Le même riff de guitare inversé est utilisé pour introduire le refrain 2, mais remarquez le motif de charleston différent à gauche. Et le synthétiseur séquentiel plus fort à la même location. Le synthétiseur descendant crée le retournement à la mesure 8. Un autre charleston entre – au milieu – avec un motif différent. Plus de détails, plus de bonbons auditifs mais la même poche exacte. La touche agréable est que, si vous portez une attention très particulière, le charleston est légèrement plus ouvert sur ce refrain que sur le premier.
Le solo de guitare m'a toujours intrigué. Pour une raison quelconque, il semblait toujours petit par rapport au reste du morceau mais je n'ai jamais fait attention à pourquoi. Je pense que la principale raison est que le batteur passe à un son de charleston ouvert et cela ralentit l'élan (probablement par conception). Le synthétiseur stéréo s'arrête aussi. Le motif de la basse passe à un motif beaucoup plus simple et traîne tout vers le bas. Cela devient assez sifflotant. C'est un choix intéressant de pont dans une telle chanson, surtout que la section suivante montre simplement tous les petits éléments de production et - avant de reprendre le refrain - rien de nouveau ne s'y passe. Entre vous et moi, j'ai été dans des situations similaires auparavant. C'est ce qu'on appelle : ‘quelqu'un a oublié d'écrire un pont, faisons juste un avec les parties que nous avons là maintenant, merci’ syndrome.
Dans le dernier refrain, remarquez comment le charleston gauche et le synthétiseur sont stables maintenant, en parfaite harmonie. Il y a aussi plus de petits bruits ici et là, bien sûr. Et le charleston est grand ouvert comme au pont. C'est une bonne idée d'importer le morceau dans un DAW et de le couper pour aligner les différents refrains afin que vous puissiez comparer facilement comment ils se sentent. La magie est là.
En termes d'espace, il est amusant de remarquer le son très typique du compresseur et de la porte de la console SSL sur la grosse caisse et la caisse claire (je soupçonne également des samples). Les différentes percussions sont découpées par le traitement de la console, mais Spike a ajouté un espace discret autour d'elles. C'est tellement cohérent que je pense que c'est un espace électronique, par opposition aux micros de salle. (Les cymbales hyper-stéréo programmées sont aussi un indice de ce truc, généralement). Écoutez-les attentivement dans le refrain d'outro, étant donné qu'il n'y a pas de voix pour vous distraire.
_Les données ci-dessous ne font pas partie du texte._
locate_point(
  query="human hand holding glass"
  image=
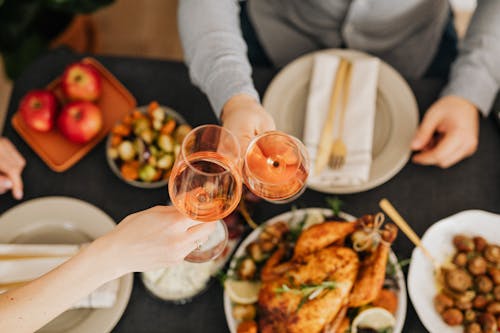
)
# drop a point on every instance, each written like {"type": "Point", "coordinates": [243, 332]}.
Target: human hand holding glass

Il est également précieux de passer du temps à écouter comment ils ont joué 'humide par rapport à sec' au fur et à mesure que la chanson progresse. Très, très raffiné. Les voix ont une salle très discrète et peut-être un léger retard, mais le synthétiseur mélodique a des queues évidentes. Certains synthétiseurs sont inondés de reverb au milieu, mais les percussions sont fondamentalement sèches avec une ambiance de pièce pour l'espace, dans la même zone. Cela crée une profondeur impressionnante de l'avant vers l'arrière. Le contraste est essentiel.
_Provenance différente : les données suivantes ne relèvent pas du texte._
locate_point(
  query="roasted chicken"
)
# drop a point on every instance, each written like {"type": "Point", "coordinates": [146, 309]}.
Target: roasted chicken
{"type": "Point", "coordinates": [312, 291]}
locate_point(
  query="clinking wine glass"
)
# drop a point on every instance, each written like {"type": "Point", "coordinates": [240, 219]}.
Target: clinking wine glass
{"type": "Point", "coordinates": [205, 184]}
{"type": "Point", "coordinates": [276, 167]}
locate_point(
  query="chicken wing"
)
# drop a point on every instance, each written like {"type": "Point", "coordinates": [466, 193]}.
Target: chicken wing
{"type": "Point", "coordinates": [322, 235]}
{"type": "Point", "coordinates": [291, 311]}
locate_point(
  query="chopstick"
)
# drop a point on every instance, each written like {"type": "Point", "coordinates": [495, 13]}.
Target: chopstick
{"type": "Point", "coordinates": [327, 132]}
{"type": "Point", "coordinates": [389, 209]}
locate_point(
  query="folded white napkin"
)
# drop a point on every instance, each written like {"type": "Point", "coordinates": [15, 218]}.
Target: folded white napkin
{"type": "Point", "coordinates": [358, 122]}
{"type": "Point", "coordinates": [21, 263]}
La qualité spectrale de la piste est parfaite et elle n'est pas trop compressée par le mastering. Remarquez comment la plupart de la « graisse des basses » provient réellement de la basse et le punch de la grosse caisse, ce qui est différent du stéréotype typique du « mix pop ».
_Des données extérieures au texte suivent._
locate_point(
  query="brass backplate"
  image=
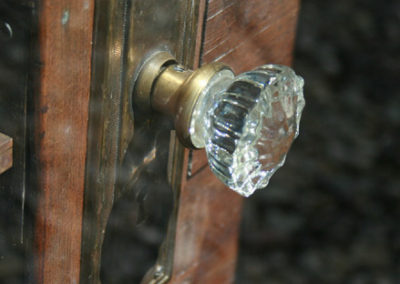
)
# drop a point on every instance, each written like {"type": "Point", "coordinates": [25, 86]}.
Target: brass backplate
{"type": "Point", "coordinates": [123, 144]}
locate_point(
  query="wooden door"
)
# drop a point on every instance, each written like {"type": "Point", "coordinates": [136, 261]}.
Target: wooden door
{"type": "Point", "coordinates": [87, 140]}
Je pense que c'est l'un des morceaux pop les mieux sonnants jamais réalisés. Il devrait vivre dans votre dossier de référence aux côtés de ‘Angel’ (également mixé par Spike Stent). Vous pourriez probablement l'écouter 30 fois et entendre des détails différents à chaque fois. C'est la clé. Détails multi-facettes. J'imagine que ce morceau a nécessité des heures et des heures (et encore des heures) de travail pour le mettre en place... et beaucoup plus pour le mixer. Ces choses ne se produisent pas simplement. C'est un bon exemple de la manière dont un mélange d'éléments électroniques et organiques peut être parfaitement ajusté et fascinant à écouter. Il y a d'autres chansons incroyables sur le disque Rock Steady. Les morceaux de Nelly Hooper et de Sly and Robbie sonnent merveilleusement. Fortement recommandé.